El bloqueo francés hacía más difícil la defensa de la ciudad. Con todo, Rosas sobrevivió al año 40 y el régimen se endureció111. Hasta 1840, la dictadura había empleado tácticas intimidatorias para controlar a la oposición, prevenir levantamientos y uniformar al país. En ese sentido la acción de la Sociedad Popular Restauradora había probado ser altamente eficaz. Sus directas o veladas amenazas, los periódicos escarmientos infringidos entre la oposición y el control ejercido a través del amplísimo sistema de espionaje habían funcionado. A partir de 1840 el terror se extendió a todos los sectores de la sociedad, y Rosas lo permitía o lo controlaba. En 1840 la vida y las propiedades de todos los no adictos al régimen federal estaban en peligro112. La suma del poder público con que estaba investido le permitía ejercer la justicia a voluntad, y durante tiempos tan virulentos usó de esas prerrogativas en forma ilimitada: decretó ejecuciones sumarias o sentenció a penas de diverso orden sin juicios previos. De hecho, fue en esos años duros de emergencia nacional (1839-1842) cuando Rosas abrió los diques de la reacción popular con una demagogia estudiada. Entre bastidores Rosas ejercía un control del sistema de espionaje y policial. Las listas preparadas por la policía, el cuerpo de serenos, militares o la Mazorca, eran presentadas al Dictador que tomaba la última decisión: «fusilar, azotar, multar»113. Las medidas adoptadas eran en parte defensivas, aunque a partir de 1840 el contraataque fue la tónica114.

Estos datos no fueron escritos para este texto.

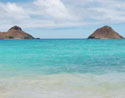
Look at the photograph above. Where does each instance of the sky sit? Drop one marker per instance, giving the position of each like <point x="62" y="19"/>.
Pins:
<point x="62" y="18"/>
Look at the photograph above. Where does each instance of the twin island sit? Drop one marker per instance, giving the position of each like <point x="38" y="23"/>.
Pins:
<point x="16" y="32"/>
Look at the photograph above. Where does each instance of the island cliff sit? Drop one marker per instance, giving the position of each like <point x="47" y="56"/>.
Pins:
<point x="15" y="33"/>
<point x="105" y="32"/>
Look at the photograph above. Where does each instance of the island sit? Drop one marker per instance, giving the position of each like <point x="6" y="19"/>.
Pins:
<point x="15" y="32"/>
<point x="105" y="32"/>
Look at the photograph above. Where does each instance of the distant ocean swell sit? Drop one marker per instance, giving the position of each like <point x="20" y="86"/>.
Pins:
<point x="62" y="68"/>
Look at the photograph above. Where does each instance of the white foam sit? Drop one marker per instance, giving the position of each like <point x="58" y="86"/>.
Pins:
<point x="64" y="86"/>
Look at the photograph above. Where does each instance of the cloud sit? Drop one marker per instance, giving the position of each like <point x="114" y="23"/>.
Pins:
<point x="54" y="9"/>
<point x="62" y="13"/>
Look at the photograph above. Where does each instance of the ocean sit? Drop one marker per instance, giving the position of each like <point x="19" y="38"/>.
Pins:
<point x="62" y="68"/>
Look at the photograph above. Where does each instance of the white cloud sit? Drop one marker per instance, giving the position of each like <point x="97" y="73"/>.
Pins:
<point x="53" y="8"/>
<point x="62" y="13"/>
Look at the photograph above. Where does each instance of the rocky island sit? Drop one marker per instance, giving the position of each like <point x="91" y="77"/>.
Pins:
<point x="15" y="32"/>
<point x="105" y="32"/>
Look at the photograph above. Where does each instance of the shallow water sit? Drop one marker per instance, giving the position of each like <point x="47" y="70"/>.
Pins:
<point x="62" y="68"/>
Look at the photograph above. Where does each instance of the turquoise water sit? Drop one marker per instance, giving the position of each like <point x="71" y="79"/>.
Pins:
<point x="62" y="68"/>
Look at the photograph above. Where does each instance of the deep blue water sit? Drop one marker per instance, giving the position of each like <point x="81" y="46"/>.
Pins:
<point x="62" y="56"/>
<point x="84" y="68"/>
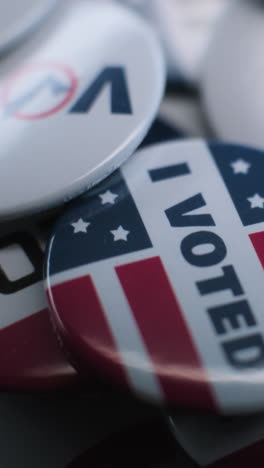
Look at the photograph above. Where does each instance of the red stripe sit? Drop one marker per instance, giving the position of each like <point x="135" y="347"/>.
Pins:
<point x="31" y="356"/>
<point x="257" y="240"/>
<point x="82" y="321"/>
<point x="165" y="332"/>
<point x="245" y="458"/>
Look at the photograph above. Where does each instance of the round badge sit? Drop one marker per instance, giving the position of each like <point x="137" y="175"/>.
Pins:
<point x="155" y="277"/>
<point x="220" y="442"/>
<point x="19" y="18"/>
<point x="31" y="357"/>
<point x="232" y="76"/>
<point x="78" y="107"/>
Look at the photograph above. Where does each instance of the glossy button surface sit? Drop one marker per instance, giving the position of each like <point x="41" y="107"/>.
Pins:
<point x="232" y="85"/>
<point x="155" y="276"/>
<point x="76" y="104"/>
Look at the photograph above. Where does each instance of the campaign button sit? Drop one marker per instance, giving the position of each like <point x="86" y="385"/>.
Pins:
<point x="216" y="442"/>
<point x="19" y="18"/>
<point x="155" y="276"/>
<point x="76" y="106"/>
<point x="31" y="357"/>
<point x="231" y="79"/>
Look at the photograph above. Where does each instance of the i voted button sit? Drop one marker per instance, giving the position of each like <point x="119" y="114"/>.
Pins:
<point x="77" y="105"/>
<point x="231" y="80"/>
<point x="218" y="442"/>
<point x="155" y="276"/>
<point x="31" y="357"/>
<point x="19" y="18"/>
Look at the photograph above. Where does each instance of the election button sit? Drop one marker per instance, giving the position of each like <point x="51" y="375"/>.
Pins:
<point x="220" y="442"/>
<point x="231" y="81"/>
<point x="31" y="357"/>
<point x="19" y="18"/>
<point x="155" y="276"/>
<point x="185" y="28"/>
<point x="77" y="106"/>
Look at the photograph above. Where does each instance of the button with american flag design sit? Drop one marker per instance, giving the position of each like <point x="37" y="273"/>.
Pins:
<point x="75" y="104"/>
<point x="155" y="276"/>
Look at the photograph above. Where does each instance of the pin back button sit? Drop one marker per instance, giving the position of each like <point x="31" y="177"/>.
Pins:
<point x="155" y="276"/>
<point x="218" y="442"/>
<point x="231" y="78"/>
<point x="31" y="357"/>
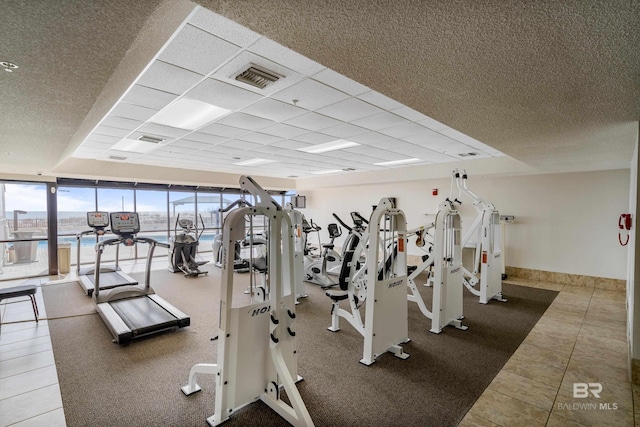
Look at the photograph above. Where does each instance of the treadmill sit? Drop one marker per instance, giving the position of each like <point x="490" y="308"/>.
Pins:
<point x="110" y="276"/>
<point x="133" y="311"/>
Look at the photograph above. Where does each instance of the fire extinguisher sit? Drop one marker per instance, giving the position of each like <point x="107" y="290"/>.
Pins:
<point x="624" y="223"/>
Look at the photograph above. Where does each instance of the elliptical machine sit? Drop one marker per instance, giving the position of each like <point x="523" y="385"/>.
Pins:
<point x="322" y="270"/>
<point x="184" y="248"/>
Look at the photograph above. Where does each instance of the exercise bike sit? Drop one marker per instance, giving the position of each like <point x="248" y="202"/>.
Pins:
<point x="184" y="248"/>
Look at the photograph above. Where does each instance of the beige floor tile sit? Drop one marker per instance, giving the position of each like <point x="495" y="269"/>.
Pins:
<point x="524" y="389"/>
<point x="539" y="354"/>
<point x="598" y="356"/>
<point x="556" y="420"/>
<point x="537" y="371"/>
<point x="550" y="342"/>
<point x="507" y="411"/>
<point x="26" y="363"/>
<point x="28" y="381"/>
<point x="53" y="418"/>
<point x="21" y="407"/>
<point x="472" y="420"/>
<point x="603" y="342"/>
<point x="577" y="292"/>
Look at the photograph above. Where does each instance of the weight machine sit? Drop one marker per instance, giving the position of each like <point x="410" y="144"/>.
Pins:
<point x="446" y="260"/>
<point x="257" y="342"/>
<point x="374" y="273"/>
<point x="485" y="236"/>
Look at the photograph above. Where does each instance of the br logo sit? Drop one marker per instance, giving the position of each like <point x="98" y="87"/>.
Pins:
<point x="582" y="390"/>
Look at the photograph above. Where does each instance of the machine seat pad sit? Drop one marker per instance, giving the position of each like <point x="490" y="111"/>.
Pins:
<point x="336" y="295"/>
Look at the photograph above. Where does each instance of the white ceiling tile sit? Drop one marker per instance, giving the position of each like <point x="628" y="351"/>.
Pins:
<point x="285" y="56"/>
<point x="380" y="121"/>
<point x="349" y="109"/>
<point x="313" y="121"/>
<point x="403" y="130"/>
<point x="121" y="123"/>
<point x="160" y="130"/>
<point x="223" y="95"/>
<point x="259" y="138"/>
<point x="380" y="100"/>
<point x="109" y="131"/>
<point x="228" y="72"/>
<point x="344" y="130"/>
<point x="409" y="113"/>
<point x="147" y="97"/>
<point x="310" y="94"/>
<point x="272" y="109"/>
<point x="284" y="131"/>
<point x="290" y="144"/>
<point x="245" y="121"/>
<point x="205" y="137"/>
<point x="168" y="78"/>
<point x="198" y="50"/>
<point x="223" y="130"/>
<point x="314" y="138"/>
<point x="340" y="82"/>
<point x="223" y="27"/>
<point x="432" y="124"/>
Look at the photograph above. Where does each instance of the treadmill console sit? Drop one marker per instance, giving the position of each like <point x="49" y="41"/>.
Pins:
<point x="98" y="220"/>
<point x="125" y="224"/>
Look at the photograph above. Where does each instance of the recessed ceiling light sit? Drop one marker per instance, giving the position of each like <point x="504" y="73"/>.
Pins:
<point x="8" y="66"/>
<point x="326" y="171"/>
<point x="189" y="114"/>
<point x="398" y="162"/>
<point x="134" y="146"/>
<point x="254" y="162"/>
<point x="338" y="144"/>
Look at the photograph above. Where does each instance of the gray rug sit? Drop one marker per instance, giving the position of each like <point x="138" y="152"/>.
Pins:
<point x="139" y="384"/>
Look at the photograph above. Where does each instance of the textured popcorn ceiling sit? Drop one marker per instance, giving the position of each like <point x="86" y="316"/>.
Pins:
<point x="555" y="85"/>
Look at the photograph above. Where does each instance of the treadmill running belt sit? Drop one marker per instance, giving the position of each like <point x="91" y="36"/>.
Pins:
<point x="110" y="279"/>
<point x="143" y="316"/>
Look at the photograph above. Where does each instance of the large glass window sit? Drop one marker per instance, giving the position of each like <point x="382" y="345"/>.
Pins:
<point x="23" y="230"/>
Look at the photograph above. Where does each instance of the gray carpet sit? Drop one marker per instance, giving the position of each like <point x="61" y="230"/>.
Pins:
<point x="139" y="384"/>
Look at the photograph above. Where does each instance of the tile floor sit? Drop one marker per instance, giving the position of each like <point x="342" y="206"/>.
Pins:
<point x="580" y="338"/>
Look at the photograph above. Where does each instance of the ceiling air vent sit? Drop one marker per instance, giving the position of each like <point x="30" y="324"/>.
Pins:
<point x="151" y="139"/>
<point x="257" y="77"/>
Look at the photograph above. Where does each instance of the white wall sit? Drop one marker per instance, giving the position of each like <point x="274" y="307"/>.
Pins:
<point x="565" y="223"/>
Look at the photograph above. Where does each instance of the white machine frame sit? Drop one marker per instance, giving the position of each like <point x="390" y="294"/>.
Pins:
<point x="257" y="342"/>
<point x="446" y="259"/>
<point x="385" y="324"/>
<point x="485" y="236"/>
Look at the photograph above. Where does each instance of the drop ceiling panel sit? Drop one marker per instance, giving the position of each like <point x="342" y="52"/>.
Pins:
<point x="223" y="27"/>
<point x="223" y="95"/>
<point x="340" y="82"/>
<point x="168" y="78"/>
<point x="228" y="72"/>
<point x="284" y="131"/>
<point x="313" y="121"/>
<point x="245" y="121"/>
<point x="272" y="109"/>
<point x="285" y="56"/>
<point x="349" y="109"/>
<point x="198" y="50"/>
<point x="148" y="97"/>
<point x="121" y="123"/>
<point x="380" y="121"/>
<point x="311" y="94"/>
<point x="160" y="130"/>
<point x="133" y="112"/>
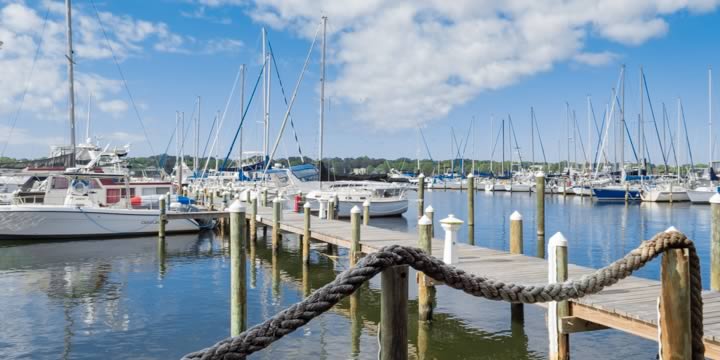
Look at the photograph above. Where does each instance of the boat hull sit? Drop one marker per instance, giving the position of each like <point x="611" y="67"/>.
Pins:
<point x="41" y="222"/>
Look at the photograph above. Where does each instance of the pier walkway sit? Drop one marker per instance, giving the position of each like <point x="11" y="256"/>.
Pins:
<point x="630" y="306"/>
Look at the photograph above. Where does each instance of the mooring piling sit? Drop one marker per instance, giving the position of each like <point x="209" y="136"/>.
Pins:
<point x="471" y="209"/>
<point x="715" y="243"/>
<point x="675" y="341"/>
<point x="557" y="273"/>
<point x="516" y="247"/>
<point x="393" y="313"/>
<point x="366" y="212"/>
<point x="540" y="213"/>
<point x="421" y="194"/>
<point x="426" y="292"/>
<point x="306" y="234"/>
<point x="277" y="214"/>
<point x="238" y="291"/>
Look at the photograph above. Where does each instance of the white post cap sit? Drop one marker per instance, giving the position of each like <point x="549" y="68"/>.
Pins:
<point x="451" y="220"/>
<point x="715" y="199"/>
<point x="424" y="220"/>
<point x="558" y="240"/>
<point x="236" y="207"/>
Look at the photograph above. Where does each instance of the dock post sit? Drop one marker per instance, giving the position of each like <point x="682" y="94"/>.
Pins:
<point x="238" y="291"/>
<point x="430" y="213"/>
<point x="421" y="194"/>
<point x="715" y="243"/>
<point x="331" y="209"/>
<point x="557" y="272"/>
<point x="306" y="234"/>
<point x="451" y="225"/>
<point x="366" y="212"/>
<point x="253" y="219"/>
<point x="355" y="236"/>
<point x="517" y="313"/>
<point x="540" y="213"/>
<point x="393" y="313"/>
<point x="426" y="293"/>
<point x="277" y="213"/>
<point x="471" y="208"/>
<point x="675" y="340"/>
<point x="163" y="218"/>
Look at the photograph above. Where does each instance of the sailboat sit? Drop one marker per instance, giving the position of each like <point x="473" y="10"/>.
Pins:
<point x="82" y="214"/>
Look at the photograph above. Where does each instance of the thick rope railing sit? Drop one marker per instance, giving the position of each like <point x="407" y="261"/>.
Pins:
<point x="262" y="335"/>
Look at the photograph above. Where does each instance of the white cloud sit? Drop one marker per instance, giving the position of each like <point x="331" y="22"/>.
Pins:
<point x="403" y="63"/>
<point x="596" y="59"/>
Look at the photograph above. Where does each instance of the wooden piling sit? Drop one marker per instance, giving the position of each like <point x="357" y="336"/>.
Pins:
<point x="306" y="234"/>
<point x="675" y="339"/>
<point x="426" y="293"/>
<point x="715" y="243"/>
<point x="557" y="272"/>
<point x="238" y="291"/>
<point x="253" y="219"/>
<point x="421" y="194"/>
<point x="393" y="313"/>
<point x="163" y="218"/>
<point x="540" y="213"/>
<point x="366" y="212"/>
<point x="355" y="235"/>
<point x="517" y="312"/>
<point x="471" y="209"/>
<point x="331" y="209"/>
<point x="277" y="213"/>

En 1840 Rosas estableció su cuartel general en el pueblo de Santos Lugares, en la provincia de Buenos Aires. El cuartel sirvió también de prisión en donde se encarcelaba a presos políticos y se llevaban a cabo ejecuciones sumarias115. El recuerdo del lugar va asociado a las memorias borrosas de tortura, sangre y muerte. No menos siniestros fueron el cuartel de serenos y el cuartel de los restauradores, sedes del cuerpo de serenos y de la Mazorca respectivamente116.

Al inicio de los años cuarenta, Rosas se vio forzado a reajustar todo el sistema de control político que parecía demandar la continuidad del régimen. El país vivía una guerra civil dentro y fuera de la provincia. De hecho, si la conspiración de los Maza y la del Sur de Buenos Aires venían del lado federal, se hacía necesario diferenciar a enemigos y aliados. Es decir, era imperativo conocer la filiación de los partidarios del gobierno. Llevar a cabo esta tarea era algo que encuadraba perfectamente con el sentido del orden y uniformidad de Rosas.

Rosas había demostrado ya sus habilidades como estratega y demagogo. Así, decretó una parafernalia partidista en la que una serie de distintivos externos permitirían comprobar la afiliación política de cada ciudadano. El rojo fue adoptado por el federalismo como color oficial117. Había que vestir en este color o mostrar algún tipo de distintivo punzó: cintas, pañuelos, ponchos, brazaletes, etc.118 Si los unitarios se denominaban a sí mismos «gente decente» y gustaban vestir frac, el poncho pronto fue el atuendo del rosismo. Si los unitarios iban en calesa, los federales montaban a caballo. Si el unitarismo era europeizante y se enorgullecía de ello, el federalismo se proclamaría vernáculo reivindicando los aspectos genuinamente argentinos. La reestructuración del régimen aglutinó a los adictos y paralizó a los disidentes. Los años de entusiasmo federal generalizado dieron paso a una división aún más acusada de la sociedad.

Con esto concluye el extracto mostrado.